Having carefully considered the matter, I am satisfied that the consideration on whether to enter into a contract with Company X to provide e-bike services can reasonably be described as a deliberative process for the purposes of the FOI Act. It seems to me that release of the records at this point in time would give an insight into the Council’s thinking on the matter in circumstances where it has not yet determined how it wishes to proceed. I am satisfied that such deliberations require the balancing of competing interests and as such require the necessary space in order for the Council to make an informed decision in a timely and efficient manner. I am satisfied that in order to protect the integrity of the process it is not in the public interest to release the relevant records at this point in time. In this respect, it should be borne in mind that release of records under FOI is accepted to be effectively the same as publishing them to the world at large. I am equally satisfied that there is a strong public interest in ensuring that this process is not compromised by the release of records that could inhibit the full and frank consideration of all relevant issues by the Council.
Bearing in mind the provisions of section 18 as outlined above, I find, therefore, that section 29(1) applies to the relevant records.
I have also considered whether any of the exceptions to section 29(1) as set out in section 29(2) apply to the information. Bearing in mind the provisions of section 18(1) as referred to above, I am satisfied that none of these exceptions apply to the information.

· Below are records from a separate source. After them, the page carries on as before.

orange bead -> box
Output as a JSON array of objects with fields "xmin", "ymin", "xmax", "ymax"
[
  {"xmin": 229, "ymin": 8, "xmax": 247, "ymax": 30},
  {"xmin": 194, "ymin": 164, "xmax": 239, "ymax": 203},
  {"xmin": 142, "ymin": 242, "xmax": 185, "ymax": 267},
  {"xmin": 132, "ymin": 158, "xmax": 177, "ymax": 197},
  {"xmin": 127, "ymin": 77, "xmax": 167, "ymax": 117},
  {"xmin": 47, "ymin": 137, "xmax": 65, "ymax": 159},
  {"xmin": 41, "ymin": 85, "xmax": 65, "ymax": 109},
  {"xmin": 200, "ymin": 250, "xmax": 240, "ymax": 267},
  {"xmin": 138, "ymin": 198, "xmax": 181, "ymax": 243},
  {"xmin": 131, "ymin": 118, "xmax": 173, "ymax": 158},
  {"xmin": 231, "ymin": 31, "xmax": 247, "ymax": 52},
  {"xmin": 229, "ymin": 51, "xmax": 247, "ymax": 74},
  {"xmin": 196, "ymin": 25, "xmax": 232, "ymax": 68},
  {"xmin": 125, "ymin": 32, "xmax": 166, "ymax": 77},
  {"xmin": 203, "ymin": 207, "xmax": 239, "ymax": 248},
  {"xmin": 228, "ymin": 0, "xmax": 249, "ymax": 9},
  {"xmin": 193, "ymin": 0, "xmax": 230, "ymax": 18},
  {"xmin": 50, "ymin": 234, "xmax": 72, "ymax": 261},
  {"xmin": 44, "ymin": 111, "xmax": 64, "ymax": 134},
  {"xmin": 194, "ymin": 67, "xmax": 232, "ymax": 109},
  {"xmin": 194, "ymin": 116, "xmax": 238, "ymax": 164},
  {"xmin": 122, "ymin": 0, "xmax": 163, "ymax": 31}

In summary, therefore, I find that, at this time, the Council was justified in refusing access to the relevant records on the basis of section 29.
Having carried out a review under section 22(2) of the FOI Act, I hereby affirm the Council’s decision to refuse access to the relevant records on the basis of section 29 of the FOI Act.
Section 24 of the FOI Act sets out detailed provisions for an appeal to the High Court by a party to a review, or any other person affected by the decision. In summary, such an appeal, normally on a point of law, must be initiated not later than four weeks after notice of the decision was given to the person bringing the appeal.